"O Trem das Onze" (memórias)...
ROMI
Lamento sempre quando morre alguém que gosta de viver, independentemente da idade . Gostar de viver é algo comum a muita gente, mas gostar de permanecer vivo é diferente. É não parar, é continuar a produzir, dar continuidade a uma obra que não lhe garante longevidade, mas que o projeta para além da morte.
Morreu o Ti Manel Gervásio, compadre da minha avó. Escultor anónimo, de peças ímpares, que foi espalhando pela aldeia.
A minha avó, muito abalada com a morte do compadre, sentada ao lume, rezava o terço. Eu, entretida a contar as traves do teto da cozinha. O silêncio era quebrado apenas pelo crepitar da lenha. Lá fora, nada acontecia.
A minha avó foi-se deitar sem jantar. Aninhei-me ao pé dela e abracei-a em conchinha. Vencida pelo cansaço, adormeceu rapidamente.
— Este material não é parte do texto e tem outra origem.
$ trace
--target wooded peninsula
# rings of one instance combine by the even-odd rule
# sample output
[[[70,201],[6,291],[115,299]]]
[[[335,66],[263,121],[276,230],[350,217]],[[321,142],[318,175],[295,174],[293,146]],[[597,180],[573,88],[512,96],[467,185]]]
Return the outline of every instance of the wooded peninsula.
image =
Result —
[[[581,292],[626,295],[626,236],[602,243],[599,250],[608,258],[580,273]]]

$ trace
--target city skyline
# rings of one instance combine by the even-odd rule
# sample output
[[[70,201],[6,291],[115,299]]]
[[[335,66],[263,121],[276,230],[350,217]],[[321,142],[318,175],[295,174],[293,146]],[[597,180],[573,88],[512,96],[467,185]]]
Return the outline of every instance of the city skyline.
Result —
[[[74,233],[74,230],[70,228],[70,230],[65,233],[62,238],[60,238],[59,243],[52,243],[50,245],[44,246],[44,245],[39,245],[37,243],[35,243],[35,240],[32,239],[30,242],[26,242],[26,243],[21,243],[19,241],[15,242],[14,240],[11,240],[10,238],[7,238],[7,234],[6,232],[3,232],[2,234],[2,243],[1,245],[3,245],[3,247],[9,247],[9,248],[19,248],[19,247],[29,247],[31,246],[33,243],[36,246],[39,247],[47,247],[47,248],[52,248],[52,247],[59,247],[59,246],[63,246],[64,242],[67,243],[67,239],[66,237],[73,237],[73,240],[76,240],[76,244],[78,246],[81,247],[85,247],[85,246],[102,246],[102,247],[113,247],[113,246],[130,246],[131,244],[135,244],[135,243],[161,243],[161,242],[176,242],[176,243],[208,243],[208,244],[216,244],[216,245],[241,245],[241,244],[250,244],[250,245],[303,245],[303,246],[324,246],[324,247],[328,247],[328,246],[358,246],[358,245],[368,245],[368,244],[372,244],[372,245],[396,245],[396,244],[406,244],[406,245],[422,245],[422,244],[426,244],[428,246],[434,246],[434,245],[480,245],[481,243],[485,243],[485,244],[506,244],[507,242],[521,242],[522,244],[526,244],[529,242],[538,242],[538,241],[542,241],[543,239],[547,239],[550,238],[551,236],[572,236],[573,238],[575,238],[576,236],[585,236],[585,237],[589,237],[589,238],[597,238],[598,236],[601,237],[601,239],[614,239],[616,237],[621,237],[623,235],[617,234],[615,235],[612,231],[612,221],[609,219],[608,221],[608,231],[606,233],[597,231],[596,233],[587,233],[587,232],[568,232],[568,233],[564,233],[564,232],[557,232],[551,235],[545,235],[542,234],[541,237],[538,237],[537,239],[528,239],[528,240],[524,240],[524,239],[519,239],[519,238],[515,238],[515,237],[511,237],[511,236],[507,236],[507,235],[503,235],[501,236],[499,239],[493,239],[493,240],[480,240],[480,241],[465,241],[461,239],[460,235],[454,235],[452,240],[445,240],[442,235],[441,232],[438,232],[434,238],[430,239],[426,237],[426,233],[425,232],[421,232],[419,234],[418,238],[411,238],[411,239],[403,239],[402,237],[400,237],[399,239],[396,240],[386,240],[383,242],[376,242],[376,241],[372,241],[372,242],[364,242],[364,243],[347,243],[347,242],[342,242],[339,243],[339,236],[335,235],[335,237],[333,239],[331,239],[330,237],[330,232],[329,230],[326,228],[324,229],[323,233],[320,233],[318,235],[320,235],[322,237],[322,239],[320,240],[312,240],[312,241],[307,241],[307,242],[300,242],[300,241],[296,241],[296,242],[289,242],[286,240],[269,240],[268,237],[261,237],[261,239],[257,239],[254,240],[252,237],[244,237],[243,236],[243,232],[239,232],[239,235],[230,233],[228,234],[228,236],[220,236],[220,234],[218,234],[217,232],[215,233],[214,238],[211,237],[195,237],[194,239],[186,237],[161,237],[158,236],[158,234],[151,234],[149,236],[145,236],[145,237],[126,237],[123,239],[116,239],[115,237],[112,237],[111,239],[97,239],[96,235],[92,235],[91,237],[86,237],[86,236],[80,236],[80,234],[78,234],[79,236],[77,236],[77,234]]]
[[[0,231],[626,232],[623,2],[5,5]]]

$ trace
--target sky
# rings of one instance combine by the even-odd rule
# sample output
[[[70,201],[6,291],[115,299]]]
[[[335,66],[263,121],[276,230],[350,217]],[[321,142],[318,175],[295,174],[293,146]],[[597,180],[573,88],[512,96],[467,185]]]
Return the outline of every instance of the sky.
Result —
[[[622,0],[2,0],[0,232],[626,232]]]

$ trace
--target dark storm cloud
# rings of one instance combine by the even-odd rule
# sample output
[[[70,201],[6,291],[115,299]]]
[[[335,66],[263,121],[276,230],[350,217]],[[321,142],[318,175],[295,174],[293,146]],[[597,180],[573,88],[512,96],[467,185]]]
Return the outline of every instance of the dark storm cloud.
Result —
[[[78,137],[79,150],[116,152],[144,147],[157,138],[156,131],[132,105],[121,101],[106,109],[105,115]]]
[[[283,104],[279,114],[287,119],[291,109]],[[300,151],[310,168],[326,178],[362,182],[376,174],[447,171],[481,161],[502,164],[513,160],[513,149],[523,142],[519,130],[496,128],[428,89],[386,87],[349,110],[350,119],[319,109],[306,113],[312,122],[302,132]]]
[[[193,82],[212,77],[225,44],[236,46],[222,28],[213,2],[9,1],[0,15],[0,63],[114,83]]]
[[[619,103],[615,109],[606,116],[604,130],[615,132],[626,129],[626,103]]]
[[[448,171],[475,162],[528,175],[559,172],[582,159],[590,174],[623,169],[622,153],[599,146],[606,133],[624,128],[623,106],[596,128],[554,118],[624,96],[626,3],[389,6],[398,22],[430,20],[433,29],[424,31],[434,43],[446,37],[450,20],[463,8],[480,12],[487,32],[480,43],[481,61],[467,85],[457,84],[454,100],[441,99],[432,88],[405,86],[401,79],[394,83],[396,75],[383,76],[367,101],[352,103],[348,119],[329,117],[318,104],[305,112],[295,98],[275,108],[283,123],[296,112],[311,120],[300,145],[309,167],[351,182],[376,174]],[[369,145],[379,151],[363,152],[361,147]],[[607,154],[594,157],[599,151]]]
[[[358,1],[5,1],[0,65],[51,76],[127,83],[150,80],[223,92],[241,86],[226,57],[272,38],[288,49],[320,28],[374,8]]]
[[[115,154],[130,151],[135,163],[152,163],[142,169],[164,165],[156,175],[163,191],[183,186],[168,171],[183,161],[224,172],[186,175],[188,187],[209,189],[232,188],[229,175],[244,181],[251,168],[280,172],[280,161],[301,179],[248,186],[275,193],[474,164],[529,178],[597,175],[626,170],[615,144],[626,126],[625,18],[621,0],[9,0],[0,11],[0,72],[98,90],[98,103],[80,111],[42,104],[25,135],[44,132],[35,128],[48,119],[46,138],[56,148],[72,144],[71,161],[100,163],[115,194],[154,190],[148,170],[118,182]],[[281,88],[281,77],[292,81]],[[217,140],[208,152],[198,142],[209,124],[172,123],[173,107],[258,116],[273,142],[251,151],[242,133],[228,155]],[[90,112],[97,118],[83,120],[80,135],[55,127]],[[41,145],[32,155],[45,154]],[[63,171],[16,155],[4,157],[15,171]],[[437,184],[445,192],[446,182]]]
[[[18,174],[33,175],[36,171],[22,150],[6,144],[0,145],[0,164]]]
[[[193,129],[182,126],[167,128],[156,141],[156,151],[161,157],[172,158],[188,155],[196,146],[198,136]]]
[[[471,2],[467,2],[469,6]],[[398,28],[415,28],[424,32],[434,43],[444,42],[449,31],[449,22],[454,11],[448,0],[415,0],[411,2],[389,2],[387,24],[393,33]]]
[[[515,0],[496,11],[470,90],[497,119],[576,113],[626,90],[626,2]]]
Fiz torradas à lareira e acompanhei-as com café quente. Liguei o rádio, bem baixinho. "Adoniran Barbosa, O Trem das Onze..." tocava suavemente:
(...) Não posso ficar nem mais um minuto com você
Sinto muito, amor, mas não pode ser
Moro em Jaçanã
Se eu perder esse trem que sai agora às onze horas
Só amanhã de manhã (…)
O rádio murmurava uma despedida , e eu, tal como o "trem", sabia, e sei, que o tempo não espera por ninguém.